Interestingly, when implementing the homo-dimerisation of procaspase-9 as a prerequisite for activation, the calculated kinetics of apoptosis execution and the efficacy of caspase-3 activation failed to replicate experimental data. In contrast, assuming a scenario in which procaspase-9 is activated allosterically upon binding to the apoptosome backbone, the mathematical simulations quantitatively and kinetically reproduced all experimental data. These data included a XIAP threshold concentration at which apoptosis execution is suppressed in HeLa cervical cancer cells, half-times of procaspase-9 processing, as well as the molecular timer function of the apoptosome.
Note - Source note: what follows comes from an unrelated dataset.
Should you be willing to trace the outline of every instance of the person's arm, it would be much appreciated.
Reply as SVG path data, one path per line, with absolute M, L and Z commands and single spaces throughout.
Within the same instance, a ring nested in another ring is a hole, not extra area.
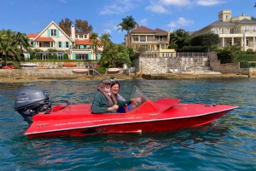
M 119 100 L 120 100 L 121 101 L 125 101 L 125 98 L 123 98 L 123 96 L 121 96 L 119 94 L 118 94 L 117 95 Z
M 108 107 L 108 101 L 103 99 L 105 96 L 100 93 L 96 93 L 94 97 L 94 100 L 90 106 L 92 113 L 114 113 L 115 110 L 118 109 L 118 105 L 113 105 Z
Our study therefore provides novel mechanistic insight into apoptosome-dependent apoptosis execution and suggests that caspase-9 is activated allosterically by binding to the apoptosome backbone. Our findings challenge the currently prevailing dogma that all initiator procaspases require homo-dimerisation for activation.
J Biol Chem. 2014 Aug 8. pii: jbc.M114.590034. [Epub ahead of print]
A systems biological analysis of apoptosome formation and apoptosis execution supports allosteric procaspase-9 activation.
Würstle ML(1), Rehm M(2).
(1)Royal College of Surgeons in Ireland, Ireland.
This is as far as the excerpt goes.